Q: You have three very strong franchises that you're able to run parallel now instead of one at a time - how much difference does that make to the company?
Frank Pearce: I would say that's been part of our growth over the last several years - getting to a point where each of the development teams can operate more independently and autonomously than they have historically. We were always in a situation where in order to achieve the standards of quality that we wanted, it required the focus of the large majority of the company to get a game out the door.
So it's pretty cool, the guys at the office are all really passionate about the different franchises we've got, the communities are all really passionate about the franchises too. It's been almost ten years since we launched the original StarCraft and almost ten years since we launched the expansion - so it'll be nice to be able to service the franchises more regularly than we have.
Q: With so many people hanging on every letter that's written about Blizzard it must be tough to keep secrets, but you seem to manage it pretty well - why is that?
Frank Pearce: Well, part of it's because the employees and developers take an immense amount of pride in the work that they're doing, and have a really good understanding of the industry. They recognise the value we get from controlling the flow of information out of the company.
It's the job of the folks in the PR team to figure out how we can leverage the information we have for the best exposure, and the developers and employees understand that. They value the unveilings that we're able to do, because we're able to keep secrets.
The experience at the Worldwide Invitational in Paris wouldn't have been nearly the same if we couldn't keep a secret, and the same with the Worldwide Invitational the prior year when we announced StarCraft II.
Q: It's become one of the most fun sports in videogame journalism now - "Blizzard Speculation". You have three strong franchises currently, but it would be a lot of work now, because of the standards you've set, to launch a new IP?
Frank Pearce: Yeah, it would definitely be a lot of work. You know a big factor is the development teams, and what they want to work on. One of the ways we achieve our high levels of quality is by making sure the development teams are really passionate about the games they're working on.
So if there was a development team that was really passionate about a new intellectual property idea, then we'd give that strong consideration.
Q: And is that how decisions are influenced within the company?
Frank Pearce: It's a huge factor.
Q: And is it a reason why you're able to keep key talent?
Frank Pearce: Definitely - to have the development team intimately involved in determining what they're going to be spending the next several years of their lives on is critical.
Q: The Activision Blizzard merger has all gone through now, and the Blizzard side of things has seemed pretty smooth - is everybody at Blizzard pretty happy with the process?
Frank Pearce: From a product development process it went off without any hitches, it was pretty seamless from that perspective.

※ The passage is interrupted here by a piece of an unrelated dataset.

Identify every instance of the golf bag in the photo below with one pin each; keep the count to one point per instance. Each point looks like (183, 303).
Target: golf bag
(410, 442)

There are folks at the office that were impacted more notably than others, and there are still some folks that are still interfacing with Activision to finalise the merger - they're going to want to unify our benefits and all that stuff.
But the developers aren't intimately involved in that process, it's the HR folks, the finance, operation and IT folks - they're impacted. But their job is to deal with that sort of stuff anyway.
The Activision management team is really experienced - Bobby [Kotick] bought Activision the same year that we incorporated, back in 1991.
Frank Pearce is co-founder and senior VP at Blizzard Entertainment. Interview by Phil Elliott.